CraftWEB Hot Glass Talk  

Go Back   CraftWEB Hot Glass Talk > Color work from rods and batch glasses

Reply
 
Thread Tools Display Modes
  #1  
Old 12-17-2021, 07:29 AM
Pete VanderLaan's Avatar
Pete VanderLaan Pete VanderLaan is offline
The Old Gaffer
 
Join Date: Apr 2002
Location: Chocorua New Hampshire
Posts: 23,477
Pete VanderLaan is on a distinguished road
fluorine affecting expansion

So, I took on a job making an opal white to match a non regular clear and have run into something which I've now heard of three times in almost fifty years of melting.

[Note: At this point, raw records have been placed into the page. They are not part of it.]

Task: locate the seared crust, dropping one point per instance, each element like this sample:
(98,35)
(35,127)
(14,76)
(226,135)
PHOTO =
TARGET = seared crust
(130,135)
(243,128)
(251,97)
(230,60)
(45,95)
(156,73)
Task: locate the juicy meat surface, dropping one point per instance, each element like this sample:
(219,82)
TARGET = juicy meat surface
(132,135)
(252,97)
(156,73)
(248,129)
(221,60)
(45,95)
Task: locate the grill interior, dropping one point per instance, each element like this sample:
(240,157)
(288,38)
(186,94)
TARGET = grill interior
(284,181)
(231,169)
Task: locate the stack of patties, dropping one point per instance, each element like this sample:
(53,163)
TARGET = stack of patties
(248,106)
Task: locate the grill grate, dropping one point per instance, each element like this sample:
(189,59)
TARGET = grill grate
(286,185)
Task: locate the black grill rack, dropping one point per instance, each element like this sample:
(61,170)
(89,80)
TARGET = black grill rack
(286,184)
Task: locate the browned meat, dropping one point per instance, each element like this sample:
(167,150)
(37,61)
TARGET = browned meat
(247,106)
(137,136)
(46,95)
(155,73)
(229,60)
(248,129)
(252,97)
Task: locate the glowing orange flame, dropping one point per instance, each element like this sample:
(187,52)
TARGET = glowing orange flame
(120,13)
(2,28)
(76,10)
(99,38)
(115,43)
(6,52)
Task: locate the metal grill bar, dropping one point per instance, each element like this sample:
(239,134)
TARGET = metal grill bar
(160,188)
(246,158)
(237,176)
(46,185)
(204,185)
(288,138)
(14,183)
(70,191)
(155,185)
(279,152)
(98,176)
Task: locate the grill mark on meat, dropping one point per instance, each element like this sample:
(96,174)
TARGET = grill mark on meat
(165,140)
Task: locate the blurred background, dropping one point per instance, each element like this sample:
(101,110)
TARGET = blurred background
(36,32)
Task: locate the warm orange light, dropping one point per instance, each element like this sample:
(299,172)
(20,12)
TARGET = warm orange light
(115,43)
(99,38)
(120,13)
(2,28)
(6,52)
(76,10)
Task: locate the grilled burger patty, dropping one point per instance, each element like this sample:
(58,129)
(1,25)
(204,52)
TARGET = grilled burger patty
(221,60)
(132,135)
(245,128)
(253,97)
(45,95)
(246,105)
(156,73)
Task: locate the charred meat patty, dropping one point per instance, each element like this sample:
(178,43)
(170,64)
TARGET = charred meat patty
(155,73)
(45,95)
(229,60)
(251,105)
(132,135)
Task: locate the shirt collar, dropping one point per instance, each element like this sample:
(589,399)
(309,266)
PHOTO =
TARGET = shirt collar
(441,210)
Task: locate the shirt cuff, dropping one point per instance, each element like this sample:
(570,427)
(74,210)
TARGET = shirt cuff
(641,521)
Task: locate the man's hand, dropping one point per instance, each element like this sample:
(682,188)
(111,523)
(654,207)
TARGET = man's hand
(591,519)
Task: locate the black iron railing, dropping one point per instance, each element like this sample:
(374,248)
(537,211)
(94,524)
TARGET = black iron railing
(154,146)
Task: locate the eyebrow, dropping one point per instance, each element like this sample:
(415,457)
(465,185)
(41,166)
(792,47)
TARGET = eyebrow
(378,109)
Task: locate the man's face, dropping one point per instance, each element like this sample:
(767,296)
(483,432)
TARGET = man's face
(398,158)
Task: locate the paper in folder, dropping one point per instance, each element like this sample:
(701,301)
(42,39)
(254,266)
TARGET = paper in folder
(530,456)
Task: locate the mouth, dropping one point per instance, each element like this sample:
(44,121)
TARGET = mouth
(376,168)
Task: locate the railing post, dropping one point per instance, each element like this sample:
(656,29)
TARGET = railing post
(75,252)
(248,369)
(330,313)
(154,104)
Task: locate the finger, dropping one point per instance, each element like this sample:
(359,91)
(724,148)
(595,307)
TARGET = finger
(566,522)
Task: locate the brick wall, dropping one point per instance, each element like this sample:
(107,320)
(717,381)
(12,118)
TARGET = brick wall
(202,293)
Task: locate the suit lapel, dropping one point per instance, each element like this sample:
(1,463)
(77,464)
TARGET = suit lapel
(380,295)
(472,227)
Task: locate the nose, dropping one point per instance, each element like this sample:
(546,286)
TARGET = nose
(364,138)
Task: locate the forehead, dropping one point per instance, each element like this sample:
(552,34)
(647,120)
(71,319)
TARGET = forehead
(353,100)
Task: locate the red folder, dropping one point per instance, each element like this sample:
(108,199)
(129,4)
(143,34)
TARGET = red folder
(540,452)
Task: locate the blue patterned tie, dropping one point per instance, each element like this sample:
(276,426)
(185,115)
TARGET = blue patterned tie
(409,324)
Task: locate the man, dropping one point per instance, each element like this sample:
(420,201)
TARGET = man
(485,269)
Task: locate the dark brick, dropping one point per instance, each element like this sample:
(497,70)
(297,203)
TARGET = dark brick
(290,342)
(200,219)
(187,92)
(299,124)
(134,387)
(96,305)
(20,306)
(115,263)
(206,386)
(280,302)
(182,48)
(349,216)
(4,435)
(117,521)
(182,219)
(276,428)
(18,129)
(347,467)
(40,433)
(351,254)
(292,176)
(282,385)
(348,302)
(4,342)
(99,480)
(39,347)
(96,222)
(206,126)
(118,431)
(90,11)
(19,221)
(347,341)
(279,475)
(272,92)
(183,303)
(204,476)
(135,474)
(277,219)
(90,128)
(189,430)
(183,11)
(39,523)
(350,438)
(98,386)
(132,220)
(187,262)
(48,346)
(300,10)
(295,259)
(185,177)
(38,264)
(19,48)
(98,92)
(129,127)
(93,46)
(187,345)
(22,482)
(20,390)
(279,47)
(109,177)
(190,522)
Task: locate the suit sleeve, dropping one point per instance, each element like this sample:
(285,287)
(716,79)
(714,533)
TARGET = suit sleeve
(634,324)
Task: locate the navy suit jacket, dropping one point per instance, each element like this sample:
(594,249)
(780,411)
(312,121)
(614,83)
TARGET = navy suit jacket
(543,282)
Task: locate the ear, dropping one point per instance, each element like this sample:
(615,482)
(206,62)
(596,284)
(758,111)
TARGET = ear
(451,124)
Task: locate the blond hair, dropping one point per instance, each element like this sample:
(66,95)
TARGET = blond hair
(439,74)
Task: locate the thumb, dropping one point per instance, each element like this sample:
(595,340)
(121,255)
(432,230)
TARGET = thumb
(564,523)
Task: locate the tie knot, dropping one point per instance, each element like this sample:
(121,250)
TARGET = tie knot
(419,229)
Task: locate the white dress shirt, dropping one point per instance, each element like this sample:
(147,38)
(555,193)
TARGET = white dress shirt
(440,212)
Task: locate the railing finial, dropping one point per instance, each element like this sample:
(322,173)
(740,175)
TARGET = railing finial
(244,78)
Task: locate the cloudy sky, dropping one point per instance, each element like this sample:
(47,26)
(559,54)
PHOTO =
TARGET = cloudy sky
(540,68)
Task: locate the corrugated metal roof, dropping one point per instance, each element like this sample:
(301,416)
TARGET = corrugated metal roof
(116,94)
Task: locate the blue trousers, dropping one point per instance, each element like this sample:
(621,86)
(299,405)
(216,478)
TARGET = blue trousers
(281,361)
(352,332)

About ten years ago, John Croucher had written to me regarding the use of the Strainoptics polarimeter. As a side bar to that conversation he wandered into whites and fluorine. He was making a leaded fluorine and was trying to bring the expansion up and commented on that. He said that they kept on adding potassium to the glass and nothing happened. He indicated that they finally got there but could not beleive how much they had to add to move it.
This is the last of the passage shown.